Valuable as such correct editions of the Masoretic text are, they represent only a single recension, whose source is the textus receptus mentioned above, which was fixed in the first Christian centuries. With this recension the text-critical and exegetical treatment of the Old Testament can not be satisfied. Before the received text was made canonical there existed different forms of the text, which in many stood nearer to the original than that sanctioned by the Jews. The main witness here is the Septuagint, a correct edition of which is an absolutely necessary though extremely difficult task. But Old Testament textual criticism can not be satisfied with a comparison even with this older form of the text. In many cases the corruption of the text is so old that only a criticism both cautious and bold can approximate to the genuine text.
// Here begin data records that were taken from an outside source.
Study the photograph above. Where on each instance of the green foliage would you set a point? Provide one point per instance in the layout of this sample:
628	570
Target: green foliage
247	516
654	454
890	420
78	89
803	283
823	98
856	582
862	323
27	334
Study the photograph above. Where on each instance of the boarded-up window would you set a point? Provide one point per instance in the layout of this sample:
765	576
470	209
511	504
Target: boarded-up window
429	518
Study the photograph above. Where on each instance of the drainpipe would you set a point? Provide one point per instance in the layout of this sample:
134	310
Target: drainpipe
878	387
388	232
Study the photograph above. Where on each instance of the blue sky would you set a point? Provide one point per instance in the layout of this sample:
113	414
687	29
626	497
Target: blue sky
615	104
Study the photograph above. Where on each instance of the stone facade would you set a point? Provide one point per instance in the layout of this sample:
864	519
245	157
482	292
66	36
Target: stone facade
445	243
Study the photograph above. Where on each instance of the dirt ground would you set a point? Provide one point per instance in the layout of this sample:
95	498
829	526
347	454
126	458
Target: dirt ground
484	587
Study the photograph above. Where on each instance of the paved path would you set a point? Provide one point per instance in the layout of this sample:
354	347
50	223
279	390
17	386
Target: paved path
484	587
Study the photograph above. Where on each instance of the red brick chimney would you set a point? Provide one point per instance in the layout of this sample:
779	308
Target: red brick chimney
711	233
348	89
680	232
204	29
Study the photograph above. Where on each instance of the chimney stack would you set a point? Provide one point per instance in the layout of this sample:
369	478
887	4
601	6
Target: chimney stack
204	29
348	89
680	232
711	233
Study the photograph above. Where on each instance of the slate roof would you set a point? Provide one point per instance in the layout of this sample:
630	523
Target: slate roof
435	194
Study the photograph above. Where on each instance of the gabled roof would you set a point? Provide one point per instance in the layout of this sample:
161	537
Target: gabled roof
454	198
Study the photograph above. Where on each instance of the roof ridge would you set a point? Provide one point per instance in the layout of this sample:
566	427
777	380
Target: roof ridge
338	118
In modern times some very important contributions have been made, such as J. Olshausen, Emendationen zum Alten Testament (Kiel, 1826); idem, Beiträge zur Kritik des überlieferten Textes im Buche Genesis (1870); J. Wellhausen, Text der Bücher Samuelis (Göttingen, 1871); F. Baethgen, Zu den Psalmen, in JPT (1882); C. H. Cornill, Das Buch des Propheten Ezechiel (Leipsic, 1886); S. R. Driver, Notes on the Hebrew Text of the Books of Samuel (London, 1890); A. Klostermann, Die Bücher Samuelis und der Könige (Munich, 1887), idem, Deutero-Jesaia (Munich, 1893); G. Beer, Der Text des Buches Hiob (part i, Marburg, 1895); the Sacred Books of the Old Testament (the so-called Polychrome or Rainbow Bible), ed. P. Haupt (Baltimore, London, and Leipsic, 1894 sqq.); and Kettel's edition, Leipsic, 1905-06.